Where the arguments in the above call are defined as follows for the matrix being described:

DESCA — An input integer vector of length 9 which is to contain the array descriptor information.

M — An input integer which indicates the row size of the global array which is being described.

N — An input integer which indicates the column size of the global array which is being described.

MB — An input integer which indicates the blocking factor used to distribute the rows of the matrix being described.

NB — An input integer which indicates the blocking factor used to distribute the columns of the matrix being described.

IRSRC — An input integer which indicates the processor grid row over which the first row of the array being described is distributed.

ICSRC — An input integer which indicates the processor grid column over which the first column of the array being described is distributed.

ICTXT — An input integer which indicates the BLACS context handle.

LLD — An input integer indicating the leading dimension of the local array which is to be used for storing the local blocks of the array being described

INFO — An output integer indicating whether or not the call was successful. INFO = 0 indicates a successful exit. INFO = -i indicates the i-th argument had an illegal value.

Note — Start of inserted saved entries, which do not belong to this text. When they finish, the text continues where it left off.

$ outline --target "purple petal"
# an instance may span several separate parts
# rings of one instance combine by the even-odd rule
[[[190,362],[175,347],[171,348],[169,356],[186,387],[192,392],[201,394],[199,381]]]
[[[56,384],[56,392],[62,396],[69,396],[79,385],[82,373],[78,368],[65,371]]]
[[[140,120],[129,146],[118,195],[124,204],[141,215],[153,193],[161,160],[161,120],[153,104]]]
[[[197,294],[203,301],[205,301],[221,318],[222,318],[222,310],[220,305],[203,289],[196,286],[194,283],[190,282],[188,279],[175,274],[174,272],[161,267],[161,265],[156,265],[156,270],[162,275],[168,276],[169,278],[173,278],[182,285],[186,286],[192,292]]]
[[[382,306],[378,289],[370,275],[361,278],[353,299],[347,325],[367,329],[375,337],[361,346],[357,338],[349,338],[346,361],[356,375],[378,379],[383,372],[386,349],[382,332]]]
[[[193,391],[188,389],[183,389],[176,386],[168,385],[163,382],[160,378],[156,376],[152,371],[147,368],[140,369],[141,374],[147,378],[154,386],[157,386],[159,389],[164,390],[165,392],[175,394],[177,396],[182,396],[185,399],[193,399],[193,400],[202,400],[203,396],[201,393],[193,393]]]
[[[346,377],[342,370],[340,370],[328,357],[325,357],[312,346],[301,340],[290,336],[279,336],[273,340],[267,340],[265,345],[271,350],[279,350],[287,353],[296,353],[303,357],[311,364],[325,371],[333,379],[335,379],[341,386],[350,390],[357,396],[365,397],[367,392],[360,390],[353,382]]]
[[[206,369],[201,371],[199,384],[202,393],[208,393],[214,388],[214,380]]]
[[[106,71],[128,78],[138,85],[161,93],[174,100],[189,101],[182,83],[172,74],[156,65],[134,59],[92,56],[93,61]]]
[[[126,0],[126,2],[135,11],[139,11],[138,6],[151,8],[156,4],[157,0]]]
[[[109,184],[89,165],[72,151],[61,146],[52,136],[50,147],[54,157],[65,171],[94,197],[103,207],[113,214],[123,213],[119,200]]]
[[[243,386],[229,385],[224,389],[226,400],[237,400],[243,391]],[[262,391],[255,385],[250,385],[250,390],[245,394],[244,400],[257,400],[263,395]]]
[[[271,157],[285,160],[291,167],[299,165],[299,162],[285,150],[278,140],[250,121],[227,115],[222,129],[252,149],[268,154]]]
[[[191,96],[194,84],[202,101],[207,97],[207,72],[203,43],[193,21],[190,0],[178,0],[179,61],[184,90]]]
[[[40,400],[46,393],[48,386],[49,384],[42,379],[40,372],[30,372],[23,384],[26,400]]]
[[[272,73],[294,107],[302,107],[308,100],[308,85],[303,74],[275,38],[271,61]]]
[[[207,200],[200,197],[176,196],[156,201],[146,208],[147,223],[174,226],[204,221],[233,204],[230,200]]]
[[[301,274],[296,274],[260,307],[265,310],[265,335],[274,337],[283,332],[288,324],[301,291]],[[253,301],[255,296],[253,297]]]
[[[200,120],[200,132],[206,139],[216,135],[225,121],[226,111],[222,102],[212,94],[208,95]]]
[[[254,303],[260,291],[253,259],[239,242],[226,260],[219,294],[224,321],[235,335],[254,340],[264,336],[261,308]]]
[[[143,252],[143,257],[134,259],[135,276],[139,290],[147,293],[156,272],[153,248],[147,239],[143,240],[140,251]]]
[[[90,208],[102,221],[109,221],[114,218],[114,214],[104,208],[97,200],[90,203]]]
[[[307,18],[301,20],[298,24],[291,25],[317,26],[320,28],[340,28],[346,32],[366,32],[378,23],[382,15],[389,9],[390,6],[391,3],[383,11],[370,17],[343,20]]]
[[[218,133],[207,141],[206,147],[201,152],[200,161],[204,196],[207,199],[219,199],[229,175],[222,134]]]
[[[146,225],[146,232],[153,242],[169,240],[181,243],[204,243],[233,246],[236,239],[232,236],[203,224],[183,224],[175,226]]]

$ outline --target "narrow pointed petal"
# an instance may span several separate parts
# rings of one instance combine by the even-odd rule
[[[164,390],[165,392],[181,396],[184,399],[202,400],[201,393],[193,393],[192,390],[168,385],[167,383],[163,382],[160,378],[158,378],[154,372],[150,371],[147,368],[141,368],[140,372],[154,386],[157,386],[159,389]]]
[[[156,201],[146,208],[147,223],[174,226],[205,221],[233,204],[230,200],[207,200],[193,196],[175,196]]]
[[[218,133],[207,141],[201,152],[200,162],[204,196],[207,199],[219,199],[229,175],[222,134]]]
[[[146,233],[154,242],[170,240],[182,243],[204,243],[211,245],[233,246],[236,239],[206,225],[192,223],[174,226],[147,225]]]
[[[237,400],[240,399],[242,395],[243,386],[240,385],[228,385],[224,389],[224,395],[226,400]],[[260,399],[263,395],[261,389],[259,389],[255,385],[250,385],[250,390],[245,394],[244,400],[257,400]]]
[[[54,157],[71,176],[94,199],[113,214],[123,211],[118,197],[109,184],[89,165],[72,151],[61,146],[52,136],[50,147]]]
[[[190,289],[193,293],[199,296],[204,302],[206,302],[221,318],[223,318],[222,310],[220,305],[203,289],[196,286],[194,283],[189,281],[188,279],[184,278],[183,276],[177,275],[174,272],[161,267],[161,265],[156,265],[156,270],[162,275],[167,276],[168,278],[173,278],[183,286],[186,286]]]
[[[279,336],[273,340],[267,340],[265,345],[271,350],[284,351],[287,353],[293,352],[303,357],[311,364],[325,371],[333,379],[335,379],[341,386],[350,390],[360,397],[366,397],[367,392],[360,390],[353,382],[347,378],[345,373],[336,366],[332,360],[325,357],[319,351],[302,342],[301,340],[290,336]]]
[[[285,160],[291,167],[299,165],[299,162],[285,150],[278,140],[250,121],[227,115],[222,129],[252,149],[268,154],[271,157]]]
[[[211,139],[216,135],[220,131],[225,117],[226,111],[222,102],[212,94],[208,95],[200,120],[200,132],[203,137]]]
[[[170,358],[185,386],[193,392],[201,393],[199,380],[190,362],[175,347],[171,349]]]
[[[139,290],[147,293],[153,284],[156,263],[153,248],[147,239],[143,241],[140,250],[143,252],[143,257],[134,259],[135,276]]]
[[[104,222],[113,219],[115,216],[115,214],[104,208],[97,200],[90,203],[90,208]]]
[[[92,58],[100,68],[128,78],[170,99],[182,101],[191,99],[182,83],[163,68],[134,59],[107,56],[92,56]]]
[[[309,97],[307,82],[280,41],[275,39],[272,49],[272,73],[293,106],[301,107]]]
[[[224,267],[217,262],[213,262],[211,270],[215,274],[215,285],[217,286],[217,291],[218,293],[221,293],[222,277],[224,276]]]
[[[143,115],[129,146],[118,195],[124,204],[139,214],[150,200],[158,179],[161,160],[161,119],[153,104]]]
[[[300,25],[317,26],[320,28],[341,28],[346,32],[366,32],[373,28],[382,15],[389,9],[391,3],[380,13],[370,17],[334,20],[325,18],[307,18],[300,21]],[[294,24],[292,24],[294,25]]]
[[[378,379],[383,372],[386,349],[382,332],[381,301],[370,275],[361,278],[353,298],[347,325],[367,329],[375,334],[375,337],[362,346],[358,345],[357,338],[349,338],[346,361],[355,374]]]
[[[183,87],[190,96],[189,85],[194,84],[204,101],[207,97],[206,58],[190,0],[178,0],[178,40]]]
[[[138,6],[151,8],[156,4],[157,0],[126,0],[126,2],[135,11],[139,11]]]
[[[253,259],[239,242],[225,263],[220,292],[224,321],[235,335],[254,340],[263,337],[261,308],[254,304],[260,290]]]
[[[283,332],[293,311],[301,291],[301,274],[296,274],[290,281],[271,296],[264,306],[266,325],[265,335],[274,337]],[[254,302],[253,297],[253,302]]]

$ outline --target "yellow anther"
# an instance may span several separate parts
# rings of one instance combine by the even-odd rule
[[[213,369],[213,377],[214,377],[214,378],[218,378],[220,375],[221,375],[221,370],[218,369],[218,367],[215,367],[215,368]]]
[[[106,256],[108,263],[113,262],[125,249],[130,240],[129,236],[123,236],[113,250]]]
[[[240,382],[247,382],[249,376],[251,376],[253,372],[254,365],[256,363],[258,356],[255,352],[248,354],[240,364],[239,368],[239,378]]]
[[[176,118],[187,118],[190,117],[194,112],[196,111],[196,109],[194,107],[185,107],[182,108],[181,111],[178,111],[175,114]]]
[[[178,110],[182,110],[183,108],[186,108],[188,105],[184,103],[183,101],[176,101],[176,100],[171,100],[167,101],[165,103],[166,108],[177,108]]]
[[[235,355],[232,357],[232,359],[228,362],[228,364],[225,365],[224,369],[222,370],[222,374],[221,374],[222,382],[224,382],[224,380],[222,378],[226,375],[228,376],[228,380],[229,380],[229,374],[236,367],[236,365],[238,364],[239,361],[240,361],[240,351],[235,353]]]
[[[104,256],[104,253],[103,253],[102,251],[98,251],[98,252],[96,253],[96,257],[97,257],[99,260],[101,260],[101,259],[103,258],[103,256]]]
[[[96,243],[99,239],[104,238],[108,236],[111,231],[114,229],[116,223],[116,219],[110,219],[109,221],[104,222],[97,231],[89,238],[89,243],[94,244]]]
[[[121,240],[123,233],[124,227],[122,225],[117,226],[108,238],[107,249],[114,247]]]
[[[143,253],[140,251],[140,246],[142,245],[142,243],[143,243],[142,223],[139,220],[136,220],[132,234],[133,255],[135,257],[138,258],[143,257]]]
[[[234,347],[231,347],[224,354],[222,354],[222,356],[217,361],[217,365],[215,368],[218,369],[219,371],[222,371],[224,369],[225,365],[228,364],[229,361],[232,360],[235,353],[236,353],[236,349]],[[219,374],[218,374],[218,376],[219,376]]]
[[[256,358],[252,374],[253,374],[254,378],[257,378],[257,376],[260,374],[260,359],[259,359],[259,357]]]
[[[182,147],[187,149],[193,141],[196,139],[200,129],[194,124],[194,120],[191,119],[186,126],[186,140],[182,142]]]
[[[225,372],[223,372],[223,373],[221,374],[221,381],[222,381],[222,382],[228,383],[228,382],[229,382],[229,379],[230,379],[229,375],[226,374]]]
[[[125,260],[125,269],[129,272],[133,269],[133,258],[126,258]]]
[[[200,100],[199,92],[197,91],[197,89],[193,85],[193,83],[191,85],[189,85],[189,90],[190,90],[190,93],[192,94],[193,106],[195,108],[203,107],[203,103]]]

This call is equivalent to the following assignment statements:

DESCA(1) = 1               ! This is the descriptor
                           ! type. In this case,  1.
DESCA(2) = ICTXT
DESCA(3) = M
DESCA(4) = N
DESCA(5) = MB
DESCA(6) = NB
DESCA(7) = IRSRC
DESCA(8) = ICSRC
DESCA(9) = LLD

The IMSL Library routines which interface with ScaLAPACK routines use IRSRC = 0 and ICSRC = 0 for the internal calls to DESCINIT.

Supporting Modules

We recommend that users needing routines from ScaLAPACK, PBLAS or BLACS, Version 1.4, use modules that describe the interface to individual codes. This practice, including use of the declaration directive, IMPLICIT NONE, is a reliable way of writing ScaLAPACK application code, since the routines may have lengthy lists of arguments. Using the modules is helpful to avoid the mistakes such as missing arguments or mismatches involving Type, Kind or Rank (TKR). The modules are part of the Fortran Library product. There is a comprehensive module, ScaLAPACK_Support, that includes use of all the modules in the table below. This module decreases the number of lines of code for checking the interface, but at the cost of increasing source compilation time compared with using individual modules.

Module Name

Contents of the Module

ScaLAPACK_Support

All of the following modules

ScaLAPACK_Int

All interfaces to ScaLAPACK routines

PBLAS_Int

All interfaces to parallel BLAS, or PBLAS

BLACS_Int

All interfaces to basic linear algebra communication routines, or BLACS

TOOLS_Int

Interfaces to ancillary routines used by ScaLAPACK, but not in other packages

LAPACK_Int

All interfaces to LAPACK routines required by ScaLAPACK

ScaLAPACK_IO_Int

All interfaces to ScaLAPACK_READ, ScaLAPACK_WRITE utility routines. See this Chapter.

MPI_Node_Int

The module holding data describing the MPI communicator, MP_LIBRARY_WORLD. See Dense Matrix Parallelism Using MPI.

GRIDINFO_Int

The module holding data describing the processor grid and information required to map the target array to the processors. See the Description section of ScaLAPACK_SETUP below.

ScaLAPACK_MAP_Int

The interface to the ScaLAPACK_MAP utility routines.

ScaLAPACK_UNMAP_Int

The interface to the ScaLAPACK_UNMAP utility routines.